“Baby” or “Doll”

To take the pulse of Turkish high society at play you could do worse than head for Bebek, between Arnavutköy and Rumeli Hisarı, which is a suburb with a well-deserved reputation as a place to see and be seen.  The coast road narrows as it makes its way through Bebek which slows the traffic down, making it easier to eye up a great choice of restaurants with something for everyone but mostly for the better off.

A solid wedge of shops and restaurants blocks the view of the Bosphorus from the main stretch of Bebek high street but as you come in from Kuruçeşme you will see a pleasant waterside park with plenty of benches where you can sit and watch the boats go by. Then at the Küçük Bebek end of the high street as it heads out towards Rumeli Hisarı the water side of the road turns into a delightful promenade where you can join the fishermen and sunbathers who crowd in in the summer.

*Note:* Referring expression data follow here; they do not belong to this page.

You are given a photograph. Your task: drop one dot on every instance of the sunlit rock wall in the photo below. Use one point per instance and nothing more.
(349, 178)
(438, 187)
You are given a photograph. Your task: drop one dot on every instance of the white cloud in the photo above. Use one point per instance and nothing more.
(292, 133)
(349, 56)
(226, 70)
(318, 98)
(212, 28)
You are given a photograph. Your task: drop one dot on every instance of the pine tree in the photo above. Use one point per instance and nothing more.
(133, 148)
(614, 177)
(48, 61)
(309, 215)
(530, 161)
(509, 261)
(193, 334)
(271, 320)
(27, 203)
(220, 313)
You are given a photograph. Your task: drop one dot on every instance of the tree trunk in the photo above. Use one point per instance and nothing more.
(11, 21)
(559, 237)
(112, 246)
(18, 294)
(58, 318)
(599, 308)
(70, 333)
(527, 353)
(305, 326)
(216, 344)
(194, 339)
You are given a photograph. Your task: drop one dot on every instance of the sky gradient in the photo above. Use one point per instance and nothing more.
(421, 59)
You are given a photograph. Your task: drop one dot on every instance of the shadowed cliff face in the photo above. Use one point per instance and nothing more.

Bebek is home to Turkey’s most prestigious university, Boğaziçi (Bosphorus) University, which hunkers down on the hillside in buildings of Victorian sturdiness amid extensive grounds overlooking the strait.bebek5

Around Bebek

The small but pleasing waterside Türkan Sabancı Park comes equipped with exercise machines, a dog-walking pound  and a tree with mosaic embedded in its bark. A statue of the Iraqi-born poet Fuzuli (1480-1556) forms a somewhat surprising centrepiece but really this is a place to come to people-watch rather than  try and get inside the heads of the urban decision-makers.

Overlooking the park on the Kuruçeşme side stands the magnificent Art Nouveau building that houses the Egyptian Consulate/Hıdiva Sarayı. Dating back to 1902 and completed renovated in the 2010s, it was designed originally for Emine Hanım, mother of the last Egyptian Khedive, Abbas Hilmi, who later had a summer house built for himself on the opposite side of the Bosphorus at Çubuklu. It is not absolutely certain whose eye lay behind the building’s design. Although it’s usually claimed for Raimodo d’Aronco, it’s just as likely that it was designed by either of the two Austrian architects, Fabricius and Antonio Lasclac.

On the other side of the park, right by the water, stands the small and not especially exciting, heavy-domed Bebek (Hümayunbad) Cami, a work of the First National architect, Kemalettin Bey, and dating back to 1912. Its longer name commemorates a palace on the site that was built for Sultan Ahmed III and demolished in the mid-19th century by Sultan Abdülmecid.
bebek2As you head out of Küçük Bebek you will see the gate that leads up to the Boğaziçi Üniversitesi (Bosphorus University) campus with its impressive buildings set in grounds that will remind many British visitors of an Oxbridge College and American visitors of an Ivy League campus such as Harvard. Founded by Cyrus Hamlin (1811-1900) and Christopher Robert (1802-78) in 1863 as Robert College, the first American college outside the USA, it was turned into a university in 1971 at which time the college relocated to Arnavutköy and added a sister college for girls.
Bebek’s other attractions also lie on the steep slopes inland. It’s worth looking for the Kavalyan Konağı, erected in 1751 and so one of the oldest – as well as largest – wooden buildings to survive in the city, albeit in a poor state of repair. bebek3Kavalyan Konağı, 2009
The back streets are also home to the Lazarist Church of Sacre Couer (1908) and to the Greek Orthodox Church of Hagios Haralambos built in 1832 but only given a belltower in 1962.
The stroll along the shore via Aşiyan to Rumeli Hisarı is one of the great pleasures of the city. As you walk look out on the inland side of the road for the 17th-century Kayalar Mescidi and then for the rust-red Yılanlı Yalı (Snake Mansion), a reconstructed take on an 18th-century original which acquired its peculiar name when an official tried to deflect Sultan Mahmud II’s excessive interest in it by endowing it with tales of evil serpents.
Eating
Bebek is almost too full of delightful places to eat and drink. Some of my favourites include (and I make no apologies for including Starbucks since this particular branch has a wonderful deck looking over the water):
Bebek Balıkçısı. Tel: 0212-263 3447
Lucca. Tel: 0212-257 1255
Poseidon. Tel: 0212-263 3823
Starbucks. Tel: 0212-287 4363
Sleeping
Bebek Hotel. Tel: 0212-358 2000
Transport info
Most of the buses running along the western shore of the Bosphorus pass through Bebek and Küçük Bebek.
Infrequent commuter ferries to Eminönü and back leave from the Bebek ferry terminal (https://www.sehirhatlari.istanbul/).
Dolmuşes to Bebek leave from the main square in Beşiktaş passing through Kuruçeşme and Arnavutköy.
Deniz dolmuşes (sea dolmuşes) ply between Galataport and Bebek, stopping at Beşiktaş, Ortaköy and Arnavutköy. They are relatively pricy and only accept temassız (contactless) card payment – half price if you use a Mastercard.